The Hunting Act 2004 was supposed to put an end to hunting. When it came into force - 18 February 2005 - it outlawed the killing of wild animals with packs of dogs.
Depending on your point of view, it was a sad end to an ancient tradition, or a long-overdue protection for wild animals. But perhaps, it was neither.
Foxes are still dying in the jaws of foxhounds. The Act allows trail hunting: following a fake scent with a pack of hounds. But hounds can get confused and follow the scent of a live fox by mistake.

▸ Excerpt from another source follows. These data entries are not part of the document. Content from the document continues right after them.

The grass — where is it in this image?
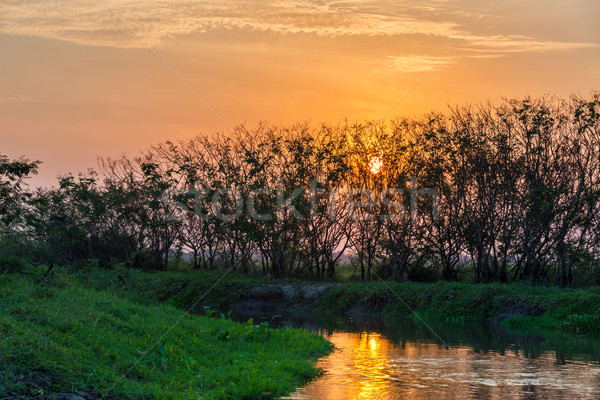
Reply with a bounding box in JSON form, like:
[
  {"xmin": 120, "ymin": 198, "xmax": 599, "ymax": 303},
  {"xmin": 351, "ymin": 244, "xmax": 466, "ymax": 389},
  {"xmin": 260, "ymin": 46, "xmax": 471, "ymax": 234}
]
[
  {"xmin": 313, "ymin": 280, "xmax": 600, "ymax": 332},
  {"xmin": 0, "ymin": 268, "xmax": 333, "ymax": 399},
  {"xmin": 68, "ymin": 266, "xmax": 600, "ymax": 334},
  {"xmin": 74, "ymin": 266, "xmax": 261, "ymax": 312}
]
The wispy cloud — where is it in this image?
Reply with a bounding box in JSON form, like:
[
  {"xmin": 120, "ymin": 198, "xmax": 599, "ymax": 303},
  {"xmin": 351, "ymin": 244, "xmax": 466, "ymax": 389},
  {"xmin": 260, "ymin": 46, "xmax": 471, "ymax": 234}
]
[
  {"xmin": 0, "ymin": 94, "xmax": 33, "ymax": 103},
  {"xmin": 1, "ymin": 0, "xmax": 596, "ymax": 58},
  {"xmin": 462, "ymin": 34, "xmax": 598, "ymax": 53},
  {"xmin": 380, "ymin": 55, "xmax": 455, "ymax": 73},
  {"xmin": 0, "ymin": 0, "xmax": 461, "ymax": 48}
]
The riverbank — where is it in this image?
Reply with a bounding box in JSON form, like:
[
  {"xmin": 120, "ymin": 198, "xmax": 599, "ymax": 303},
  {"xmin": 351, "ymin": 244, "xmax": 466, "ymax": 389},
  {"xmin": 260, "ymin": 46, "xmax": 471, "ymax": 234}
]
[
  {"xmin": 4, "ymin": 266, "xmax": 599, "ymax": 398},
  {"xmin": 0, "ymin": 268, "xmax": 333, "ymax": 400},
  {"xmin": 74, "ymin": 267, "xmax": 600, "ymax": 333},
  {"xmin": 314, "ymin": 280, "xmax": 600, "ymax": 333}
]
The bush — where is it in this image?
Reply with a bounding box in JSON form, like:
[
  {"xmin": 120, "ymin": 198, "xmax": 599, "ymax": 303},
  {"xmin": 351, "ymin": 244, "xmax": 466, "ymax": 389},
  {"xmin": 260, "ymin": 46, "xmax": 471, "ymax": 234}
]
[
  {"xmin": 561, "ymin": 311, "xmax": 600, "ymax": 333},
  {"xmin": 0, "ymin": 253, "xmax": 27, "ymax": 273}
]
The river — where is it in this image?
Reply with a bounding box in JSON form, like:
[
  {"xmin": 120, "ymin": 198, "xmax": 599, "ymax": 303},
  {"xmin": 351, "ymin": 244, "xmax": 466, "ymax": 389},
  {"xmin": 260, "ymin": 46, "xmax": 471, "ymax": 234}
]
[{"xmin": 229, "ymin": 311, "xmax": 600, "ymax": 399}]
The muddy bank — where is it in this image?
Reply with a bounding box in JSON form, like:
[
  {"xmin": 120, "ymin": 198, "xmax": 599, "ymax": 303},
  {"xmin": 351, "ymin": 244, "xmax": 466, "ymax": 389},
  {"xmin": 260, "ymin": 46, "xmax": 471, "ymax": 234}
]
[{"xmin": 228, "ymin": 283, "xmax": 339, "ymax": 315}]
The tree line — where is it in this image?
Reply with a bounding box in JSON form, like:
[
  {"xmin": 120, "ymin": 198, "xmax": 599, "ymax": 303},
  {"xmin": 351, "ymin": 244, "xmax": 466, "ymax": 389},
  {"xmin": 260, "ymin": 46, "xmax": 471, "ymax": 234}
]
[{"xmin": 1, "ymin": 93, "xmax": 599, "ymax": 285}]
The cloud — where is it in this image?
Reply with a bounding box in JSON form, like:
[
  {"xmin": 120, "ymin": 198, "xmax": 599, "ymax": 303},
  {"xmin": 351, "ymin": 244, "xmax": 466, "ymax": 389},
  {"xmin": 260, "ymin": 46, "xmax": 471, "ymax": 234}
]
[
  {"xmin": 1, "ymin": 0, "xmax": 596, "ymax": 58},
  {"xmin": 0, "ymin": 94, "xmax": 33, "ymax": 103},
  {"xmin": 380, "ymin": 55, "xmax": 455, "ymax": 73},
  {"xmin": 462, "ymin": 34, "xmax": 598, "ymax": 53},
  {"xmin": 0, "ymin": 0, "xmax": 461, "ymax": 48}
]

But how do you tell an accident from a crime? The Bath Hunt Sabateurs accuse local hunts - including the Beaufort, the largest and most famous of the West Country's fox hunts - of deliberately chasing and killing foxes, and sometimes not even laying a fake trail.
Since the Hunting Act came into force, 378 people have been prosecuted under it, though none were from the Beaufort.
Many anti-hunt campaigners, including the League Against Cruel Sports, want the ban strengthened. They say hunts are using trail hunting as a smokescreen for real hunting, a claim strongly denied by the Beaufort:
Hunt saboteur groups go out every weekend to try and disrupt local hunts. Both sides accuse the other of intimidation, violence and criminal damage.
The Hunting Act 2004 was supposed to find a compromise between animal welfare and rural tradition, to put an end to the hunting war. 15 years on, it has done nothing of the sort.